Comparing the best online photo storage options from Flickr, Google+, 500px, Dropbox, Amazon, Instagram, Facebook, and more!
We've talked on numerous occasions about how great of camera you have included with your iPhone and have taken a look at some great photography apps to accompany it, but once you take all those photos and edit them to perfection, where are you going to store them? You can store them locally on various devices and hard drives, but what about in the cloud? Other than Photo Stream, what are other cloud storage options for all those memories you're accumulating?
Facebook, Instagram, Twitpic, and other non-options
Before we jump into the various great options out there, let's first discuss the fact that posting to Facebook, Instagram, Twipic, and any other little photo sharing service is not good enough. It may be easy to think "oh, I posted that to Facebook, so if anything happens, I know I can always retrieve my photo from there." Well, yes, as long as you don't cancel your account or do something that gets you banned, your photos are there, but even though Facebook has a "high resolution" option, it's not actually full resolution. The max size Facebook will save your photos is 2048px along the longest side. A photo taken with an iPhone 4S or iPhone 5 is larger than this.

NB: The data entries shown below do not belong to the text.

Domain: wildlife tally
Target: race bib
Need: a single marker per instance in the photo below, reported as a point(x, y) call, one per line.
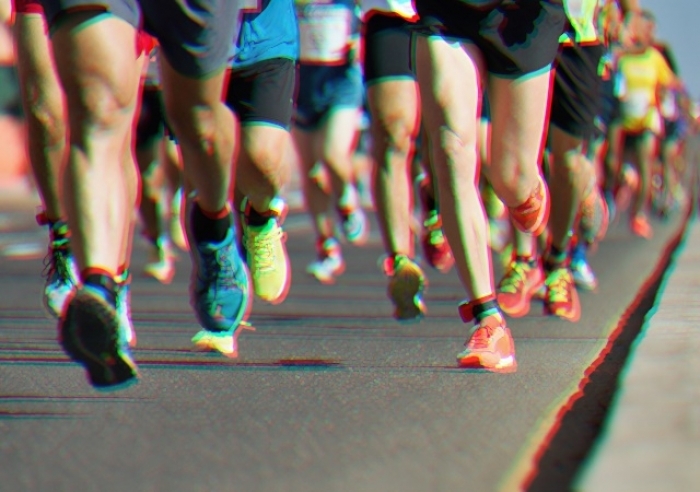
point(636, 105)
point(324, 33)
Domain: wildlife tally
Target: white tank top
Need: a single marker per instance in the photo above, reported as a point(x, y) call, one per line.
point(402, 7)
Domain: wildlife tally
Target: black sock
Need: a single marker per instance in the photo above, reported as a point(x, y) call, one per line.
point(206, 229)
point(530, 260)
point(105, 284)
point(255, 218)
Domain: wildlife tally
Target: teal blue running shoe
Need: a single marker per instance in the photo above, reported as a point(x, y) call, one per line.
point(220, 285)
point(89, 333)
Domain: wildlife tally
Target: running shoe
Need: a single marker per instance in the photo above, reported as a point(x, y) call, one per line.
point(161, 262)
point(584, 276)
point(123, 302)
point(60, 269)
point(517, 287)
point(639, 225)
point(223, 342)
point(266, 256)
point(531, 216)
point(406, 285)
point(594, 217)
point(561, 298)
point(611, 204)
point(89, 333)
point(220, 284)
point(490, 346)
point(436, 249)
point(355, 225)
point(329, 264)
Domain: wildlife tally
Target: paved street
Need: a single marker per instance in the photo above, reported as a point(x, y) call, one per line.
point(329, 393)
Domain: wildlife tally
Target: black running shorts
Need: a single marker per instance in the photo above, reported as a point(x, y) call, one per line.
point(195, 35)
point(263, 92)
point(387, 47)
point(576, 96)
point(516, 38)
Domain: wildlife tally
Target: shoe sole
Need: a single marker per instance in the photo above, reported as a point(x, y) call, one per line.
point(89, 333)
point(405, 289)
point(505, 365)
point(330, 279)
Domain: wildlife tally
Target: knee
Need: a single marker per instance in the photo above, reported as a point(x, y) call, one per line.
point(45, 111)
point(395, 132)
point(195, 126)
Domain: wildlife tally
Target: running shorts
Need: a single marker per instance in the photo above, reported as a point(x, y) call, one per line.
point(263, 92)
point(195, 35)
point(515, 38)
point(324, 88)
point(577, 89)
point(387, 47)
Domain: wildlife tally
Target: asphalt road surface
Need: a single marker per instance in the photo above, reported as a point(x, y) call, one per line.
point(329, 394)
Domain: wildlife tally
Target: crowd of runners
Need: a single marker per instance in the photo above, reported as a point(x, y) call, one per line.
point(520, 129)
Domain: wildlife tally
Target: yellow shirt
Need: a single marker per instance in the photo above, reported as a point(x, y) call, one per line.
point(582, 17)
point(641, 77)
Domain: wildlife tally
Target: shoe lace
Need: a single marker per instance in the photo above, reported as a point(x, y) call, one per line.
point(558, 285)
point(514, 279)
point(216, 270)
point(436, 237)
point(56, 261)
point(262, 245)
point(481, 337)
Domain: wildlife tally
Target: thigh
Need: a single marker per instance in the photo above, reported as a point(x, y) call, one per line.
point(338, 135)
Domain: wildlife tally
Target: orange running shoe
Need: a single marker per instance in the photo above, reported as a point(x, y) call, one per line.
point(532, 215)
point(639, 225)
point(518, 285)
point(561, 297)
point(490, 345)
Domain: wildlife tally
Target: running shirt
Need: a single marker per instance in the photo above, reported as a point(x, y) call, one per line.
point(404, 8)
point(582, 18)
point(268, 30)
point(327, 31)
point(640, 78)
point(27, 7)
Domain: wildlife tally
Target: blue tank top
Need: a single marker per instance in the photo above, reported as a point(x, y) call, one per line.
point(268, 30)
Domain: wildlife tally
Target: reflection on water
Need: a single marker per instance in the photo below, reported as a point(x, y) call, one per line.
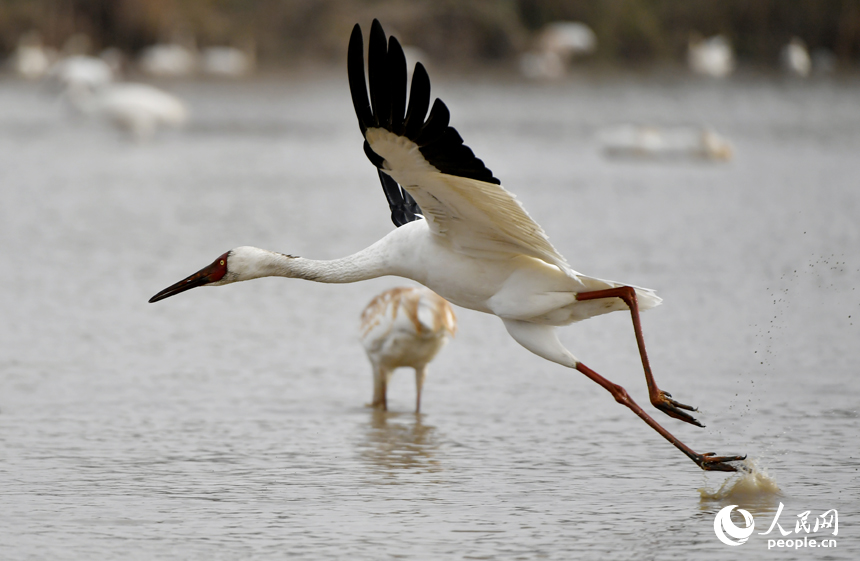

The quality of your images saved on services such as Instagram, Twitpic, and other "little" sharing services is even worse. You should not consider these as good options for storing photos.
So if Facebook and Instagram aren't good choices, then what are? Between Flickr, 500px, Dropbox, Google+, and Amazon Cloud Drive, you're sure to find a great option to meet your needs.
Flickr just updated with an enticing new overhaul that includes 1TB of free storage. Yes, 1 terabyte. For free. Flickr also features a gorgeous new interface and an established community of users. In addition to just storing your photos, you can also publicly share them and join groups and discussions. If you're serious about photography or simply just looking for a place to save your images, Flickr is an excellent option and completely free (with upgrade options).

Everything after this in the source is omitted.